Actually its two water lines the old one you can clearly see and if you look good the new one is in the dirt


----------



## tgeb (Feb 9, 2006)

Yeah, I see the new one. How far behind the wall is it, 4-6"?
A couple nights below 20 degrees or so and that rascal _could_ freeze if it is that close to the wall. Might be fine, who knows. 

Is that you running the mini??


----------



## rbsremodeling (Nov 12, 2007)

tgeb said:


> Yeah, I see the new one. How far behind the wall is it, 4-6"?
> A couple nights below 20 degrees or so and that rascal _could_ freeze if it is that close to the wall. Might be fine, who knows.
> 
> Is that you running the mini??



I wish that's Mr Cobey The greatest equipment operator and concrete guy on the planet. 62 years young works the young guys to death. I don't know what I would do with out him. He can operate anything with and engine


----------



## AustinDB (Sep 11, 2006)

what's up w/ the HD buckets-was the first thought "we're going to dig this out by hand?"


----------



## rbsremodeling (Nov 12, 2007)

72chevy4x4 said:


> what's up w/ the HD buckets-was the first thought "we're going to dig this out by hand?"
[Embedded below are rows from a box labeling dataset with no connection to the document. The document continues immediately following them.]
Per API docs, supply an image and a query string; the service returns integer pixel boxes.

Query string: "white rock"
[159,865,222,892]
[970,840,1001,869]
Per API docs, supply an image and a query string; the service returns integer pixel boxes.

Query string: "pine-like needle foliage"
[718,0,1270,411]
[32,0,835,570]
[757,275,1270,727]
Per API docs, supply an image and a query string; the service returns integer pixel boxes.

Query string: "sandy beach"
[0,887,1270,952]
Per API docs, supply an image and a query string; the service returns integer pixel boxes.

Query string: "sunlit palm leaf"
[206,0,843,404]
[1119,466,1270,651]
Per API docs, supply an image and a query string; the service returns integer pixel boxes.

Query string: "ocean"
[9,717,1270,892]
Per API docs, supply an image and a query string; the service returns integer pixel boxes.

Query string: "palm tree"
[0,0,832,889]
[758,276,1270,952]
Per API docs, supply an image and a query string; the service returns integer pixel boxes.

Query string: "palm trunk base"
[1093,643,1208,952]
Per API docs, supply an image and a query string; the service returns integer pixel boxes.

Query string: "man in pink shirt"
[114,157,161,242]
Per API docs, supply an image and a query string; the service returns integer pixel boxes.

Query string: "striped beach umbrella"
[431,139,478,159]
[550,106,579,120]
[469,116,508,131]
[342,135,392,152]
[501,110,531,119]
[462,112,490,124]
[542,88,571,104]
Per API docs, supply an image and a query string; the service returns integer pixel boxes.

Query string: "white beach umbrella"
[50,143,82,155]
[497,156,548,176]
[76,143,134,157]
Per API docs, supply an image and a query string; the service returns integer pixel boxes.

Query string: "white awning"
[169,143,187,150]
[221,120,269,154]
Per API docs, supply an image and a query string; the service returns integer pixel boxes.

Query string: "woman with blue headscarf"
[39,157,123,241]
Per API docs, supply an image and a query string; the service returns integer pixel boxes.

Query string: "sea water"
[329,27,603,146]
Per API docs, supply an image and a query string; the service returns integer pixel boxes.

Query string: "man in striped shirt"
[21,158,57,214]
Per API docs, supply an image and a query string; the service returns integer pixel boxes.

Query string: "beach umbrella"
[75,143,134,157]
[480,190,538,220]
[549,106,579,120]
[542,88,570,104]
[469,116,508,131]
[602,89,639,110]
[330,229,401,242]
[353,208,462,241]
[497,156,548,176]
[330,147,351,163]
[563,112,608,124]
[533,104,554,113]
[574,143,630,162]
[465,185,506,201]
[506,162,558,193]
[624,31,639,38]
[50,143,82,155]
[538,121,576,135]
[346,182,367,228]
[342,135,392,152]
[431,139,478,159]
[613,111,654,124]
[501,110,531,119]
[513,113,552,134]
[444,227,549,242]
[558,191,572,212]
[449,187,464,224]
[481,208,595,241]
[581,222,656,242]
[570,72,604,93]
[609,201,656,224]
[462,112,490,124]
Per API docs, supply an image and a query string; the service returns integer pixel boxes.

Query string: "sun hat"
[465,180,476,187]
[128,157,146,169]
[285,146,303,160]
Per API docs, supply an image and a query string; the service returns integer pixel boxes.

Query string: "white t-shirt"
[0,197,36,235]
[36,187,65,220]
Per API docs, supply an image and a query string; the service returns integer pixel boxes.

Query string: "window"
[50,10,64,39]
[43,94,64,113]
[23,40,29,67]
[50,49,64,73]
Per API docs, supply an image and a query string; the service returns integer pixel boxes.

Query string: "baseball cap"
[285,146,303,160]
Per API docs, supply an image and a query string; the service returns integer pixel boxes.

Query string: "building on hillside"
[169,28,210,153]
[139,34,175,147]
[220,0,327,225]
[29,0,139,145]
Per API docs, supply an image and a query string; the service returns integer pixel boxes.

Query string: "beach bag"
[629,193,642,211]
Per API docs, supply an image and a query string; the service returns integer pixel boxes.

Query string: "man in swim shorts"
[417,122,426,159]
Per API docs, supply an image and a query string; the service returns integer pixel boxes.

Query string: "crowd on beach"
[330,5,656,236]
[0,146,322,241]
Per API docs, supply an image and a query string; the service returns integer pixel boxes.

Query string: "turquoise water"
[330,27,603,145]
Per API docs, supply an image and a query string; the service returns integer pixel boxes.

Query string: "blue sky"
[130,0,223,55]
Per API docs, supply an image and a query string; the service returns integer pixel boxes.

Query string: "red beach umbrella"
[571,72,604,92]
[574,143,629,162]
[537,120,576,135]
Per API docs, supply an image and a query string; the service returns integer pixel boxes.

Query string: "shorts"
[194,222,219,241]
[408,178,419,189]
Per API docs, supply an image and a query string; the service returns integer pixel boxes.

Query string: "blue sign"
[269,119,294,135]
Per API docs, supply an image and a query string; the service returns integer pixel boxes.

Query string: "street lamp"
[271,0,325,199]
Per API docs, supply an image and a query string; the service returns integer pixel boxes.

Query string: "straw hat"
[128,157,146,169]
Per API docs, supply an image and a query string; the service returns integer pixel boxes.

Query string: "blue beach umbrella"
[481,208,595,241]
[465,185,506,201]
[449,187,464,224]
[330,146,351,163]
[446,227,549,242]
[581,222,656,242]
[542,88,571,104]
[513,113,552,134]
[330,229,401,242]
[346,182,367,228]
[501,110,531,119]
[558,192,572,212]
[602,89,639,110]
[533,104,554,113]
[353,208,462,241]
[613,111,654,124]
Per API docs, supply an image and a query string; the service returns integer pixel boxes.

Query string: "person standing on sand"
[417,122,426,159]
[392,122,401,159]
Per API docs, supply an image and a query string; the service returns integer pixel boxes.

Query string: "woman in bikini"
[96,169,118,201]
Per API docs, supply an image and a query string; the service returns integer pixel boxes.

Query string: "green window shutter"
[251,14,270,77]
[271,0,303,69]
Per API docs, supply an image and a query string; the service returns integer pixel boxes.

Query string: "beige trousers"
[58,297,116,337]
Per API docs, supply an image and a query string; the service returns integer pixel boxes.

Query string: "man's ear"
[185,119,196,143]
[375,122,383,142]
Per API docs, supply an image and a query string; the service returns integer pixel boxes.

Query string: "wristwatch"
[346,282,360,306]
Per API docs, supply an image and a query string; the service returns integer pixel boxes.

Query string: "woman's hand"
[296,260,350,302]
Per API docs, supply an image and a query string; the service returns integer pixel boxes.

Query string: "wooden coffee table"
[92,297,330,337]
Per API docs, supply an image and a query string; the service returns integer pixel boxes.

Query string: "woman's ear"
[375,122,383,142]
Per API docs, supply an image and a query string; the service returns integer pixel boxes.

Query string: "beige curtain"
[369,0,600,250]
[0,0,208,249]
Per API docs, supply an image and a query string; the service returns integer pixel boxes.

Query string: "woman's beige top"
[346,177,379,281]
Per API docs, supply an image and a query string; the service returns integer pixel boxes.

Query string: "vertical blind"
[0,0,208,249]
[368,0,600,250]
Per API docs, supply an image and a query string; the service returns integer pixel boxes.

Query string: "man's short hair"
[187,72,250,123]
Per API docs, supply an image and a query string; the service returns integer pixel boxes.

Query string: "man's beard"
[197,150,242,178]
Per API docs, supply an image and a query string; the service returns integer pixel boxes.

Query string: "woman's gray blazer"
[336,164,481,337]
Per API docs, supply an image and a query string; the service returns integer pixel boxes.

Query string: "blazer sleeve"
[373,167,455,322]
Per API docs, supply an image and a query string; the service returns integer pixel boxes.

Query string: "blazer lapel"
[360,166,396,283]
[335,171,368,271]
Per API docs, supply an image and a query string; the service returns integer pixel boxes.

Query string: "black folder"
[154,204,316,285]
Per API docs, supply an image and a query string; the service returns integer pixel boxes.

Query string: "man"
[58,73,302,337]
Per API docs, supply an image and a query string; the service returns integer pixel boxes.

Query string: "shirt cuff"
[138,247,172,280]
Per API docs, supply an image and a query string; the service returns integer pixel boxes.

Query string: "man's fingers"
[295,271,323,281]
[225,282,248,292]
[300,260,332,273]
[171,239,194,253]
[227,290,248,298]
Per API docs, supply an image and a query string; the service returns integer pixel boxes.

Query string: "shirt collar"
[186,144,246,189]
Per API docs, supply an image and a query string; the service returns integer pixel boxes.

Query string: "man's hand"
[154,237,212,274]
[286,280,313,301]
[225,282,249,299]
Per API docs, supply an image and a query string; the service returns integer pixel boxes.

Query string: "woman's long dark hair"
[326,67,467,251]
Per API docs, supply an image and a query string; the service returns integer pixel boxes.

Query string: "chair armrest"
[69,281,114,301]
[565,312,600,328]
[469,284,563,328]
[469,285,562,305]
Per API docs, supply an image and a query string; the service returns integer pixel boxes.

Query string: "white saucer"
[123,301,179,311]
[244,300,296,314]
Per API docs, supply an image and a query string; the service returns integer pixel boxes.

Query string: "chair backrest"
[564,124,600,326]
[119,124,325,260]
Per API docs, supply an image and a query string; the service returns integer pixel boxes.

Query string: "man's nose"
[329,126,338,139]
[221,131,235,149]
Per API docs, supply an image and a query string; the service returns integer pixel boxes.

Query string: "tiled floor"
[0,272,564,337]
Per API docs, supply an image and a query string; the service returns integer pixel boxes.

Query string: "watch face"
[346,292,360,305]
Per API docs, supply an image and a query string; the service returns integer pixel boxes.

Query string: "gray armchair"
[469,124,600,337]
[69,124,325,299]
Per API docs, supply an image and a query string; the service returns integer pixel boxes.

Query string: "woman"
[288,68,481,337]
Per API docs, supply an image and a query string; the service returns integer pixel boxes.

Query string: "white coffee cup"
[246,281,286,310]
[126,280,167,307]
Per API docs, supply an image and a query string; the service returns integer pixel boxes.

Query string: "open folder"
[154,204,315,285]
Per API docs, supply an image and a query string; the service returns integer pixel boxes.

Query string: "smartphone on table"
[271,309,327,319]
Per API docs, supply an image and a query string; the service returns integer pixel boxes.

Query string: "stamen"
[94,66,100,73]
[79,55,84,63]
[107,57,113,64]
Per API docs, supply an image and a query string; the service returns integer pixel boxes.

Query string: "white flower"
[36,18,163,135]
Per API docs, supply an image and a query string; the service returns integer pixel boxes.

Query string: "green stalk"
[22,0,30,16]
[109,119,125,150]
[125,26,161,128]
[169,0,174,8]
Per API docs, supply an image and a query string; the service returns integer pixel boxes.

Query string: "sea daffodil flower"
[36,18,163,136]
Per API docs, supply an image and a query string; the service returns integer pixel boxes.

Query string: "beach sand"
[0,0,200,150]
We were locating all the pipes so Pops could dig around them. He is good but he ain't that good. He just needed to sight them and then we moved out the way and let him do his thing.

Believe it or not we have dug a few out by hand.


----------



## AustinDB (Sep 11, 2006)

does that make you Mr Cobey the younger?


----------



## AustinDB (Sep 11, 2006)

oops-forgot to say, nice looking walkout!


----------



## rbsremodeling (Nov 12, 2007)

72chevy4x4 said:


> does that make you Mr Cobey the younger?


Huh?? I see your having beer with your cornflakes again?:w00t:


----------



## rino1494 (Jan 31, 2006)

Nice work. That is something that I wouldn't want to get involved with.


----------



## rbsremodeling (Nov 12, 2007)

rino1494 said:


> Nice work. That is something that I wouldn't want to get involved with.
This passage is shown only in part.